Ando en plena catarsis personal, superando esta crisis de los 40 y, a la vez, volviendo a ser un niño jugando con mi hijo que tiene 18 meses. Y también casi vacío en mi cabeza, en mi conciencia y en mi espíritu después de haberme llevado meses escribiendo mi primer libro poemario. En pleno reencuentro y al final recuperando la energía que me dan volverme a subir a una furgoneta, el local de ensayos, el estudio, el escenario, y con la prioridad de prepararle biberones, bañar y cambiarle los pañales a mi hijo.

Usted que ahora es padre, ¿hasta qué punto es un tópico eso de que un hijo te cambia la vida?

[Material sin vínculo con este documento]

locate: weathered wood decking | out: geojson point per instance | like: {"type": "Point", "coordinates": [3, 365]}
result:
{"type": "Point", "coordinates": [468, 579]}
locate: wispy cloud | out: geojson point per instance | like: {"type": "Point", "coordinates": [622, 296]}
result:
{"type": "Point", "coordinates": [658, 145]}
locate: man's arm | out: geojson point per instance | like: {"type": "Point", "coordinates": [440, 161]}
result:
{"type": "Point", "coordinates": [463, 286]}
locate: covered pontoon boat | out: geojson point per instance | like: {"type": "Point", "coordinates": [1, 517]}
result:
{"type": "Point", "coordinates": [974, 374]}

Es uno de los tópicos más realistas que existen, si eres una persona responsable y además has sido padre con la persona adecuada y en el momento adecuado de tu vida, es el tópico más bonito al que nos podemos agarrar. Te cambia, es verdad, siempre y cuando tú quieras cambiar. Nunca me ha gustado sentirme dueño de nada, ni de nadie, pero cuando ves nacer a tu hijo sí tienes la sensación de que es el amor más grande que te pertenece. Eso sí que te cambia el concepto de todo, me siento más padre que músico.

¿Pensó que llegaría hasta aquí en la música mientras se sacaba el título de FP de Electricidad en un instituto de la zona Sur de Jerez?

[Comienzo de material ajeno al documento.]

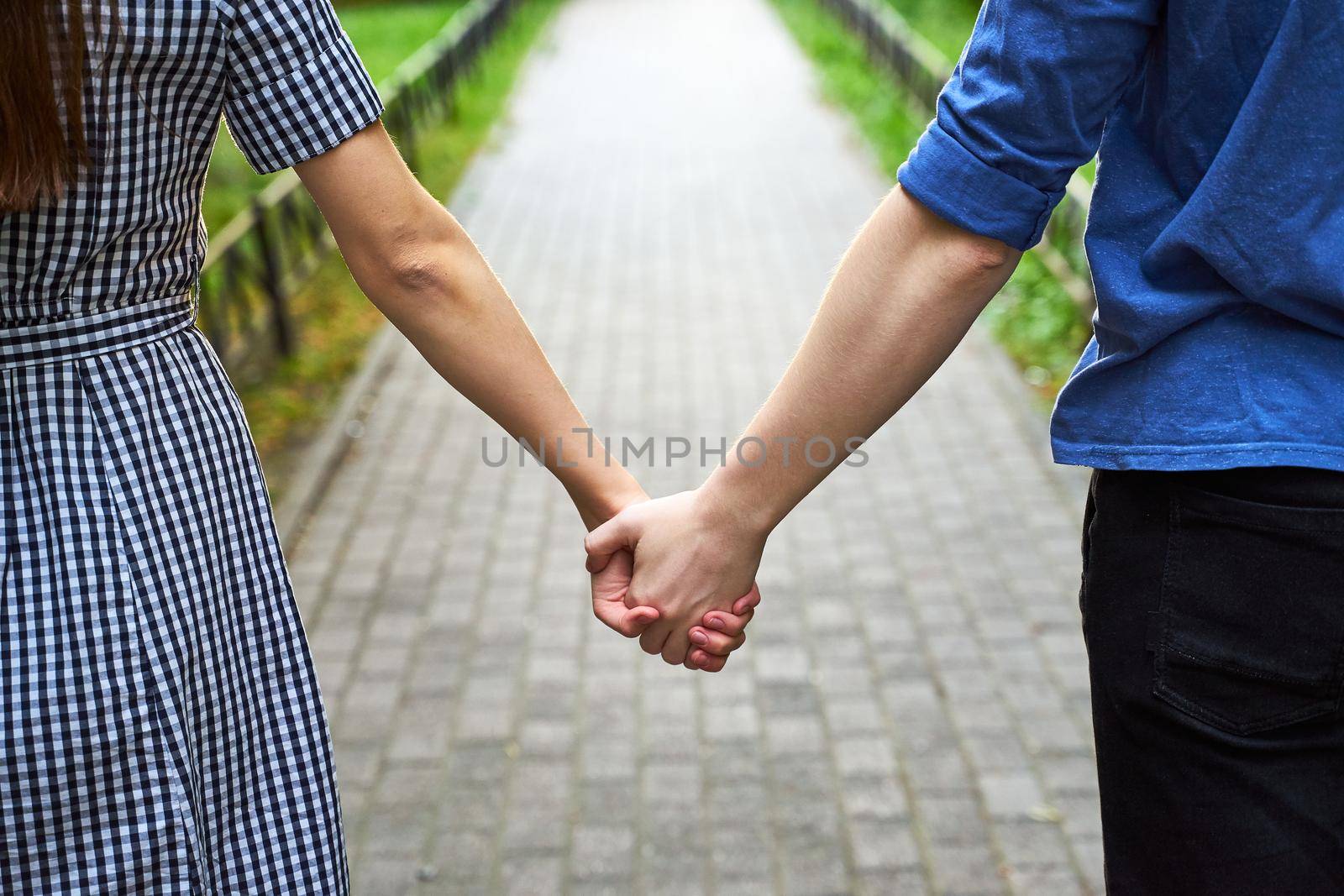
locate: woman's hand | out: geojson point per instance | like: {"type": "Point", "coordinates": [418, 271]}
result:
{"type": "Point", "coordinates": [690, 558]}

Pasa muy rápido todo, la vida artística va a una velocidad que no te enteras, ya estamos hablando de 2018, del disco aniversario, del libro, de una gira de presentación por toda España, y sin embargo estamos en el inicio del verano de 2017; eso hace que tu vida vaya muy deprisa. Siempre digo que no he cumplido años, sino que he ido cumpliendo canciones, giras, discos… Me acuerdo de mis momentos en mis archivos del recuerdo y no recuerdo haber cumplido años, sino que tengo recuerdo de la gira con los Kelliam 71, del primer disco que grabé en Jerez, de mi primer contrato discográfico con una multinacional… Esos son mis recuerdos. Entonces, echo la vista atrás y veo que todo ha ido muy deprisa. Pero si al final todo ha desembocado en haber conocido a mi hijo y haber conocido el amor de ser padre, no cambiaría nada. Y me siento muy agradecido de haber encontrado siempre a grandísimos músicos, grandísimas personas, buenos amigos, y siempre desagradecido al que se acercaba con intereses. Lo veo como una apuesta de vida que si me dicen cuando empecé en el Instituto Romero Vargas, hace 25 años, que iba a vivir de la música no me lo habría creído.

¿Alguna vez sintió que no era dueño de su destino, de su carrera?

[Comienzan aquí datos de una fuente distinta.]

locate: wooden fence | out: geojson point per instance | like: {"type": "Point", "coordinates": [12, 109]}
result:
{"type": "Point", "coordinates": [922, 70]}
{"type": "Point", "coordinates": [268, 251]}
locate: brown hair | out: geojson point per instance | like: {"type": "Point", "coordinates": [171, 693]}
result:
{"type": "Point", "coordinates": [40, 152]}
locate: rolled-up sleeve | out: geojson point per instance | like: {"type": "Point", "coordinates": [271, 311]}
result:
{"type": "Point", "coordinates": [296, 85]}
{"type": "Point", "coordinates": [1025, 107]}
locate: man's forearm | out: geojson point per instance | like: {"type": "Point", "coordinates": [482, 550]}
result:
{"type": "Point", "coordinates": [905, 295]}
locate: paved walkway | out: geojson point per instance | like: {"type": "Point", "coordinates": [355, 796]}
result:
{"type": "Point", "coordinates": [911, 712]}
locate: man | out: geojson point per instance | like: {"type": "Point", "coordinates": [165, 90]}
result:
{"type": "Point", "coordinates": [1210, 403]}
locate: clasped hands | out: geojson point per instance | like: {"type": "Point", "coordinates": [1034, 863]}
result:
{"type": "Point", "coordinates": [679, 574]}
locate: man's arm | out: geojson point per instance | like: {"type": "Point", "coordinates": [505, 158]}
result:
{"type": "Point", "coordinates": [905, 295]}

Sí, es verdad que a veces esta espiral de velocidad... Cuando me llegó el éxito con Sin miedo a perder, que conseguimos vender más de 100.00 copias, y luego vino el medio millón de discos vendidos con Barcos de Papel, pues es verdad que a veces no te sientes dueño de tu tiempo. Al final, se entra en una vorágine de ambiciones de las que yo, creo, he conseguido tener un pie dentro y un pie fuera porque nunca he querido dejar de ser feliz con las cosas más simples y sencillas de la vida. Es el doble juego al que te enfrentas cuando tienes éxito en una carrera artística. He apostado más por una carrera de largo recorrido y digna, de sacar buenos discos y de hacer buenos conciertos… Hoy en día, a través de las redes sociales, vivimos una época de saturación, de sobreinformación, todo se sabe, y cuando te montas en un escenario cada fin de semana durante años de carrera y al final sigues viviendo de esto, pues, bueno, esa es la prueba más certera de que algo bien estaremos haciendo para seguir viviendo de la música.

"Independientemente de los éxitos, los números 1, la radio fórmula, la industria y el mercado, que te arrastran a disfrutar menos del escenario, el directo es sin duda lo que te da la vida"

¿Qué es lo primero que se le viene a la cabeza cuando sube al escenario y está frente a miles de seguidores?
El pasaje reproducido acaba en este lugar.